Glistening Thrills têm três partes, e duas delas não são animadas. Uma parte é feita ao filmar o material brilhante que cai em câmera lenta, e a outra é um grupo de exposições duplas do móvel em rotação. E se, de acordo com minhas ideias, elas se expandirem, a animação diminuirá, como no caso de Jan Svankmajer, por exemplo, que fez longas-metragens com apenas algumas partes animadas. Às vezes, acho que experimentar coisas fora da animação é uma maneira de destacar a animação. (MACK, 2014)

Mack chama de “filmes de flicker de tecidos” seus curtas que lidam diretamente com efeito estroboscópico e tecidos. Porém, esse efeito é marca registrada da diretora que não se limita apenas a filmes com este material, estando presente em praticamente todos os seus filmes.

Você deve estar falando sobre New Fancy Foils, que tem muitos momentos que nem são animados. Meu objetivo com esse filme é expandir a duração da visualização no que chamo de “filmes de flicker de tecido”, filmes estroboscópicos nos quais me preocupava que eles fossem rápidos demais para o espectador apreciar o material e passar tempo com ele. Em New Fancy Foils, decidi desacelerar um pouco para poder ver o material com calma, já que o filme também tem muito texto. Dessa forma, as pessoas têm tempo para ler o texto e simplesmente recriar o material. No final, a peça retorna à minha técnica usual de animação estroboscópica, mas senti que tinha que começar em um ritmo mais lento (MACK, 2014)

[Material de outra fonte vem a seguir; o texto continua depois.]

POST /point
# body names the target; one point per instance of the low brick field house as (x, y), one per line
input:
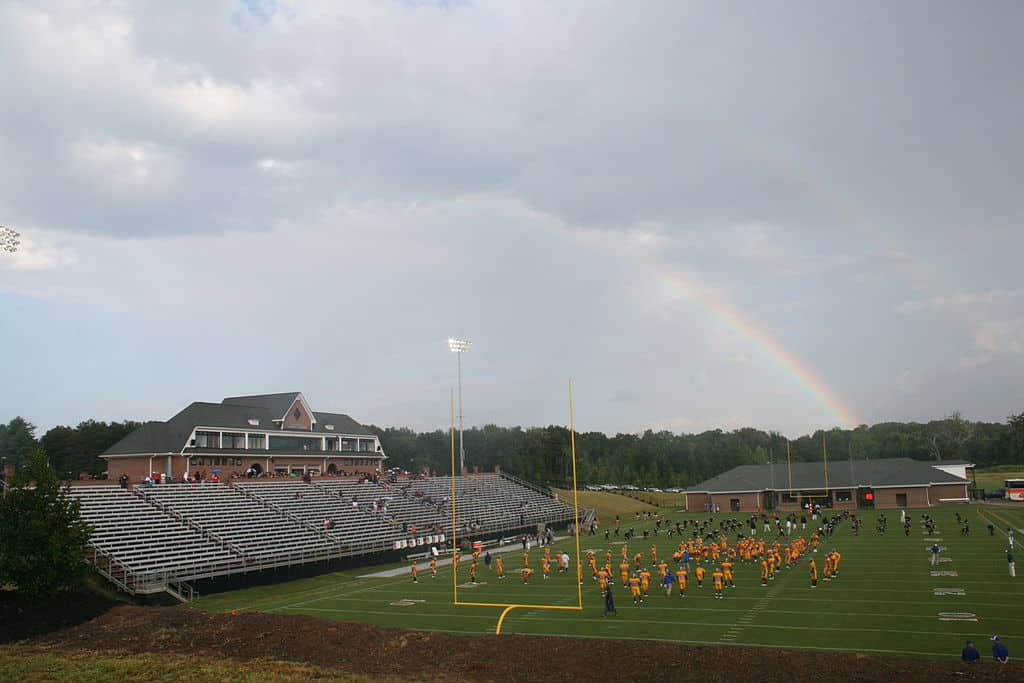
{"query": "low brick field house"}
(895, 482)
(276, 433)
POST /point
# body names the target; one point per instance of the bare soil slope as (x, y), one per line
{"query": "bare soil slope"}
(371, 650)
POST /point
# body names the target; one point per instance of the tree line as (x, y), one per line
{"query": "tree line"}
(664, 459)
(72, 451)
(543, 454)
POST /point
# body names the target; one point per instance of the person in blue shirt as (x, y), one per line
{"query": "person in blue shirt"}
(999, 651)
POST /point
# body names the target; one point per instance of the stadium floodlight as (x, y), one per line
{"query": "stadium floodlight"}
(460, 346)
(8, 240)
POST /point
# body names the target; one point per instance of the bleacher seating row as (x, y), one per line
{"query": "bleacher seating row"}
(187, 531)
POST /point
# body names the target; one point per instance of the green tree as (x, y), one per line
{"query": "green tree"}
(17, 440)
(42, 536)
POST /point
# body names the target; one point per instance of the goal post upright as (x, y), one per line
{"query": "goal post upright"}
(455, 542)
(576, 498)
(508, 607)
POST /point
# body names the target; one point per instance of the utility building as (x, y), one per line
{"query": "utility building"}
(896, 482)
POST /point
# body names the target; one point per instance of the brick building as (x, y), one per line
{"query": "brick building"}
(271, 433)
(896, 482)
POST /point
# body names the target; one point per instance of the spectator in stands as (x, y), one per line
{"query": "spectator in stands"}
(999, 651)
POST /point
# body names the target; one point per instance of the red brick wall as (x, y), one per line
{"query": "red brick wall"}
(915, 497)
(136, 468)
(748, 502)
(304, 421)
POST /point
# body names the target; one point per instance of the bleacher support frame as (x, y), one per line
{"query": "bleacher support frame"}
(231, 558)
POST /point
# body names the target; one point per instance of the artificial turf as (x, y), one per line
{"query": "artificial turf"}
(884, 601)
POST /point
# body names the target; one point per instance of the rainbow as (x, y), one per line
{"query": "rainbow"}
(781, 357)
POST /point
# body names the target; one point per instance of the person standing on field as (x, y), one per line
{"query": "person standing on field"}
(999, 651)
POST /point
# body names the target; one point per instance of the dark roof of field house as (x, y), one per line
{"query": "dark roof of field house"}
(810, 476)
(170, 436)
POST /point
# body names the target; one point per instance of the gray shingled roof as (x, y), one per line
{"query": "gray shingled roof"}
(170, 436)
(810, 476)
(274, 403)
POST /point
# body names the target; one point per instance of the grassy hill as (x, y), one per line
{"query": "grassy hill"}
(607, 505)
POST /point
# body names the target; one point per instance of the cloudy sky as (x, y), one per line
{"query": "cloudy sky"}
(784, 215)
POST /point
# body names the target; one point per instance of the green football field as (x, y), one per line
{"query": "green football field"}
(888, 599)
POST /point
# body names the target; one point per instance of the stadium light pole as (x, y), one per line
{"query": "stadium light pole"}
(8, 240)
(460, 346)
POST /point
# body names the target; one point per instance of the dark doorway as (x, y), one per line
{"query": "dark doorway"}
(865, 498)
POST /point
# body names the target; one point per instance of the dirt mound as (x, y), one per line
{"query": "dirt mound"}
(20, 619)
(373, 650)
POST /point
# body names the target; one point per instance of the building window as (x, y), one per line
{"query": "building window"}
(294, 443)
(207, 439)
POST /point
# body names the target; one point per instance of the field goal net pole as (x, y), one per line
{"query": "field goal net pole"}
(576, 529)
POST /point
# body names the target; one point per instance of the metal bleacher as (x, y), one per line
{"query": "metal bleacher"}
(157, 539)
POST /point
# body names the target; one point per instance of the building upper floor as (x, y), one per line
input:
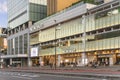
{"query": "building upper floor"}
(22, 11)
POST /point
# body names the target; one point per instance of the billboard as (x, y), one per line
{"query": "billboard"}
(34, 52)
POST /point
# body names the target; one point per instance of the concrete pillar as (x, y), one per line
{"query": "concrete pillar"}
(68, 43)
(84, 59)
(10, 61)
(18, 44)
(29, 62)
(111, 61)
(59, 59)
(29, 23)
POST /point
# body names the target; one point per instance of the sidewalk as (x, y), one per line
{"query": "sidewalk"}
(99, 72)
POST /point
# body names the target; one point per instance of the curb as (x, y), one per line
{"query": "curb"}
(90, 75)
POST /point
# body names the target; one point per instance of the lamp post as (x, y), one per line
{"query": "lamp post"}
(56, 42)
(84, 40)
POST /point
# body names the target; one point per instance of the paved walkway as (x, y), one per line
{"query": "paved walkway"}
(107, 72)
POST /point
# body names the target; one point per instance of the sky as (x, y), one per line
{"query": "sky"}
(3, 13)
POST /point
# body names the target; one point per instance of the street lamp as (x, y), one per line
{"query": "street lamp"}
(84, 40)
(56, 42)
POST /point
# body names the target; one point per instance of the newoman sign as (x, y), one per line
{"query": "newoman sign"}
(34, 52)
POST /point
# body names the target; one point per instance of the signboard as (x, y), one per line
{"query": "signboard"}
(34, 52)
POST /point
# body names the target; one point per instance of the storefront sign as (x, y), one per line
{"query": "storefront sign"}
(34, 52)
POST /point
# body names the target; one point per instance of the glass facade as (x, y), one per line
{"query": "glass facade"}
(102, 39)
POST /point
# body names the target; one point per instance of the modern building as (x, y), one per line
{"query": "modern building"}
(21, 15)
(3, 45)
(58, 5)
(79, 35)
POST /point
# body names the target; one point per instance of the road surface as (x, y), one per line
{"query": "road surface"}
(37, 76)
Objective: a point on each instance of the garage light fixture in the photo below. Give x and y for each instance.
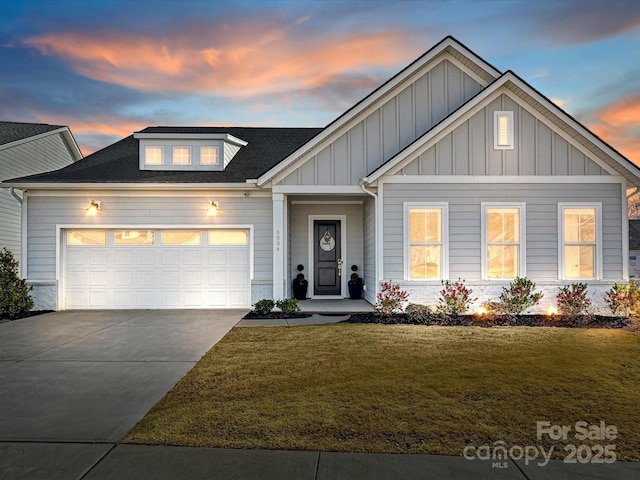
(94, 207)
(213, 208)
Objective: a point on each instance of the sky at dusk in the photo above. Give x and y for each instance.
(107, 68)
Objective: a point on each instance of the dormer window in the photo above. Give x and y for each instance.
(503, 130)
(181, 156)
(208, 155)
(153, 155)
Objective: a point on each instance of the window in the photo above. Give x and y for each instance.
(579, 240)
(503, 241)
(153, 156)
(208, 155)
(181, 156)
(133, 237)
(426, 233)
(503, 130)
(228, 237)
(87, 237)
(181, 237)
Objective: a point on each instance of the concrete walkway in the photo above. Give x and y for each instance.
(73, 383)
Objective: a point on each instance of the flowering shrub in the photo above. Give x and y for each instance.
(572, 300)
(390, 300)
(455, 298)
(516, 299)
(623, 299)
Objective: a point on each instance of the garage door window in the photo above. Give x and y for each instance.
(228, 237)
(87, 237)
(181, 237)
(133, 237)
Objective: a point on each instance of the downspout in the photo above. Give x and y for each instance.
(375, 232)
(16, 196)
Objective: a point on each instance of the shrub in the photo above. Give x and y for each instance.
(572, 300)
(288, 305)
(519, 297)
(15, 294)
(421, 314)
(390, 300)
(455, 298)
(623, 299)
(264, 306)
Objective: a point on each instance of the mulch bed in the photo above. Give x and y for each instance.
(274, 315)
(582, 321)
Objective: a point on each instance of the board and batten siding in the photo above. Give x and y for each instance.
(36, 156)
(46, 212)
(299, 228)
(465, 217)
(388, 129)
(468, 149)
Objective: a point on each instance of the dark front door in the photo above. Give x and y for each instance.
(326, 257)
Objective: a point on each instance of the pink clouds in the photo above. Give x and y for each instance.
(229, 60)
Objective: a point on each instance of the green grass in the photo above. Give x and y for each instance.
(401, 389)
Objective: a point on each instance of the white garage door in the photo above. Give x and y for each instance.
(156, 268)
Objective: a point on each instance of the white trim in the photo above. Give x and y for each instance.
(522, 244)
(343, 253)
(598, 274)
(61, 245)
(318, 189)
(406, 241)
(373, 101)
(599, 179)
(497, 115)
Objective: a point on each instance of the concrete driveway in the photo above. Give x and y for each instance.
(83, 379)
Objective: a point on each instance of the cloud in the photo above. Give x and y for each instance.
(619, 125)
(225, 59)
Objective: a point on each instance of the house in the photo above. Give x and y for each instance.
(451, 169)
(26, 149)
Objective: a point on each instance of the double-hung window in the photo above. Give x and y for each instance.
(503, 239)
(426, 241)
(580, 240)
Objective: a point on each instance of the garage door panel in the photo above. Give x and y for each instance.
(154, 275)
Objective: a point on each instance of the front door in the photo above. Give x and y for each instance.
(326, 257)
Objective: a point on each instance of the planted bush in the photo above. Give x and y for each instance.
(572, 300)
(455, 298)
(264, 306)
(518, 298)
(288, 305)
(15, 294)
(623, 299)
(391, 300)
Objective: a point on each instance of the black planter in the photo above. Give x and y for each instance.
(355, 289)
(300, 286)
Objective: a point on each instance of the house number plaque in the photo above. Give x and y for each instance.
(327, 242)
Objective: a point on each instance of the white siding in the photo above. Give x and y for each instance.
(37, 156)
(45, 212)
(468, 149)
(541, 228)
(388, 129)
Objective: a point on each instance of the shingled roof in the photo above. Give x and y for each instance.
(14, 131)
(119, 163)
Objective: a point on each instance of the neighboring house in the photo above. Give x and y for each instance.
(451, 169)
(26, 149)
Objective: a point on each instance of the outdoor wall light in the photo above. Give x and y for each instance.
(213, 208)
(93, 208)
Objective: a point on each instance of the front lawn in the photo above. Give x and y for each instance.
(402, 389)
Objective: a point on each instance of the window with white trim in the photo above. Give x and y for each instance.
(503, 130)
(503, 241)
(153, 155)
(579, 241)
(426, 235)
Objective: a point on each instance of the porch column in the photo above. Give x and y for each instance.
(278, 246)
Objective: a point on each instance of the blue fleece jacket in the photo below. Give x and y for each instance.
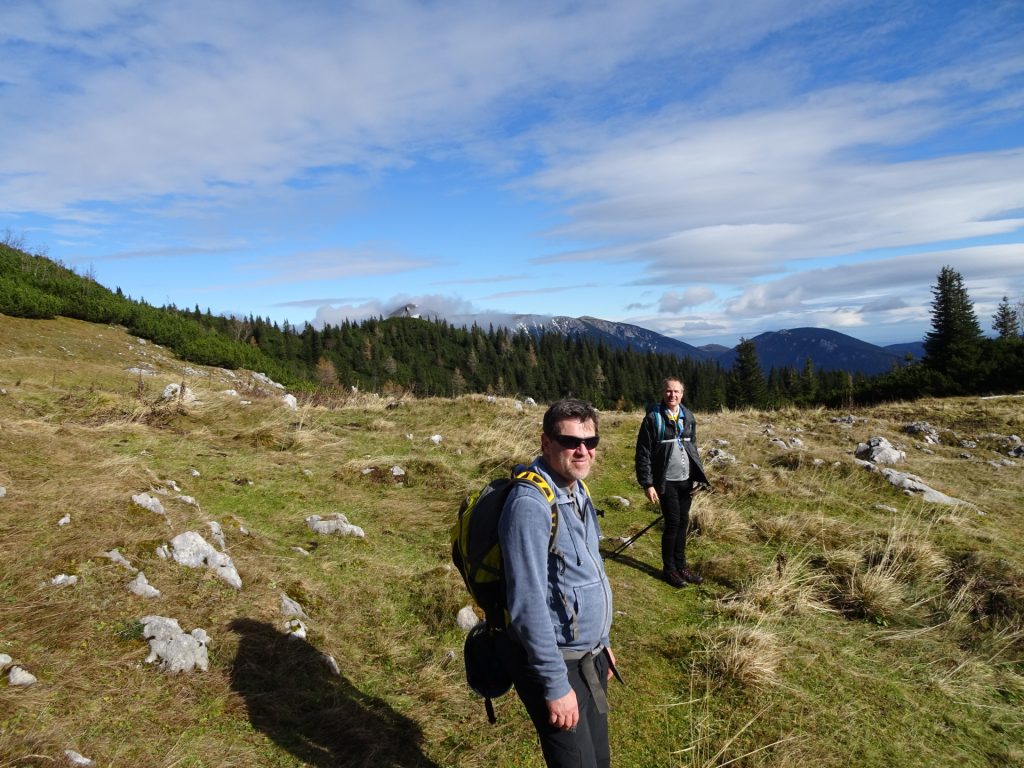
(555, 601)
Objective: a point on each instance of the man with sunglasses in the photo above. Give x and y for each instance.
(669, 470)
(559, 600)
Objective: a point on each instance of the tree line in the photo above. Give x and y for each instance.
(436, 358)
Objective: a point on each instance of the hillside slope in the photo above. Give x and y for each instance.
(842, 623)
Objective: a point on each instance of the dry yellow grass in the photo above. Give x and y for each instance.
(772, 677)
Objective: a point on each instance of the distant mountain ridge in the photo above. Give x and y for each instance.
(829, 350)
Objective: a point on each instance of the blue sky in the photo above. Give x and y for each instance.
(709, 170)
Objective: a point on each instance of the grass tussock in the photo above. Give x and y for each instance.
(791, 587)
(750, 656)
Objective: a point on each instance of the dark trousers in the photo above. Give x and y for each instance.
(587, 747)
(675, 503)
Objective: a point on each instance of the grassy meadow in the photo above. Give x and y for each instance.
(841, 623)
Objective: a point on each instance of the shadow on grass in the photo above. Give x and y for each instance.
(294, 697)
(625, 559)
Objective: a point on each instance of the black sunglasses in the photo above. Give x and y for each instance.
(569, 441)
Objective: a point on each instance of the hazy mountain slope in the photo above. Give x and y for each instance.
(828, 349)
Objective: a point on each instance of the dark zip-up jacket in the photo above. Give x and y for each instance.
(652, 455)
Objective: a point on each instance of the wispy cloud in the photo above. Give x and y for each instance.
(706, 169)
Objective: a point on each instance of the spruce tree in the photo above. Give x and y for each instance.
(750, 389)
(1006, 322)
(952, 347)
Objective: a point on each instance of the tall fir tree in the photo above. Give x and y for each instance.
(750, 389)
(952, 347)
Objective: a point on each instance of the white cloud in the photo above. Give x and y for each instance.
(674, 301)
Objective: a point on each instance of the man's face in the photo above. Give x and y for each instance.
(569, 463)
(673, 394)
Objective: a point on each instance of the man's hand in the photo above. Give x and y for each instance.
(564, 713)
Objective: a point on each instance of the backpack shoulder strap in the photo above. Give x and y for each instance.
(528, 476)
(655, 411)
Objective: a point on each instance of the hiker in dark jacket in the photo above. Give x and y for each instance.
(669, 470)
(559, 599)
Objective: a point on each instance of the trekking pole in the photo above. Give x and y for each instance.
(633, 538)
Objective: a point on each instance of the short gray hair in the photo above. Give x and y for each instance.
(568, 409)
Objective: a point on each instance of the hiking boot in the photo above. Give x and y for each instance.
(673, 578)
(689, 577)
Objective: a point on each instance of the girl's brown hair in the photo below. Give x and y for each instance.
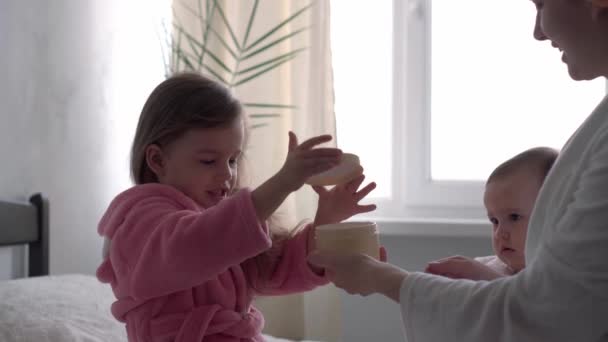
(180, 103)
(183, 102)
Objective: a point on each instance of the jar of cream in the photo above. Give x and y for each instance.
(349, 238)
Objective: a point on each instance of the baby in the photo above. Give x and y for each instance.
(511, 190)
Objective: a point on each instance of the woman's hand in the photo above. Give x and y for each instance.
(460, 267)
(342, 201)
(361, 274)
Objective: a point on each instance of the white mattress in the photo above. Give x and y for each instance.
(65, 308)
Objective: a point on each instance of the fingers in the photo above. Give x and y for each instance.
(354, 184)
(293, 141)
(318, 259)
(320, 190)
(321, 152)
(359, 195)
(365, 208)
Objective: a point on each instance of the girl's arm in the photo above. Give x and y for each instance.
(160, 247)
(285, 268)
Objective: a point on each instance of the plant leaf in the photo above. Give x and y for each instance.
(209, 28)
(214, 73)
(183, 57)
(271, 44)
(276, 28)
(259, 73)
(176, 53)
(211, 54)
(257, 66)
(250, 23)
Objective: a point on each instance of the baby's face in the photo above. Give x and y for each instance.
(509, 201)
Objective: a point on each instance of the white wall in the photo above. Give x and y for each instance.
(75, 75)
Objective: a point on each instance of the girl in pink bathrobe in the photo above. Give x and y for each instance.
(186, 249)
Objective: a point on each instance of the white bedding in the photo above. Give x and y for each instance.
(67, 308)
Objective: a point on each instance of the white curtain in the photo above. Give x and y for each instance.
(304, 82)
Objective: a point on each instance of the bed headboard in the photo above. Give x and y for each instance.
(27, 223)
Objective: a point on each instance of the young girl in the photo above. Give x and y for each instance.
(186, 249)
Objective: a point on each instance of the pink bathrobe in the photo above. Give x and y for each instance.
(182, 273)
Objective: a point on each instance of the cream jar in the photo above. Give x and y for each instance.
(349, 238)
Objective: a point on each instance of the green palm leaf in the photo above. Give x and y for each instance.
(270, 61)
(269, 45)
(190, 53)
(278, 27)
(263, 71)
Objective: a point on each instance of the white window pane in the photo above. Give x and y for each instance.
(361, 42)
(495, 90)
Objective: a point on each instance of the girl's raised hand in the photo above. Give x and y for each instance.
(304, 160)
(342, 201)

O som divide seus filmes em duas ramificações: os mudos e os que adotam trilhas musicais. Nos filmes musicados, a imagem é como um corpo dançante que segue seus próprios ritmos resgatando em um certo sentido a sinestésica formulação de Abel Gance de que o “cinema é música da luz” ou nos filmes gráficos de Hans Richter e sua ideia de filme enquanto ritmo de imagens. A criatividade frenética da experimentação visual não acompanha as músicas, firmando sua independência e tornando a trilha sonora um elemento de fundo. Nos mudos, toda atenção fica para o visual, enaltecendo diferentes texturas e formas e como essas reagem a diferentes velocidades de montagem. Mack costuma utilizar o termo “contemplativo”. A variação de velocidades permite não só a contemplação dos ritmos, mas também de tudo que está na imagem, desde a imagem em si quando utiliza velocidades lentas, quanto da sobreposição das imagens na retina em velocidades mais rápidas criando mistos entre as abstrações. Já dizia Brakhage: “Ver é fixar… contemplar.” (1983, 341). Na mesma entrevista, Elena Duque pergunta “Então você acha que esse contraste pode ajudar a animação a ser mais impressionante?”:

Talvez, ou simplesmente permita que ocorram variações ao longo da mesma peça, como resultado do meu processo de animação, algumas podem parecer muito espasmódicas ou rápidas. Além disso, como você cria um momento contemplativo na animação? Às vezes é complicado. Talvez minha resposta para isso agora seja apenas desacelerar um pouco e não encorajar. Ou fazer algo que é quase “fingir” a animação em certo sentido, como quando você joga coisas em uma cena que parece fora de foco ... É quase um retorno à técnica tradicional de filmar, em oposição à animação pura. (MACK, 2014)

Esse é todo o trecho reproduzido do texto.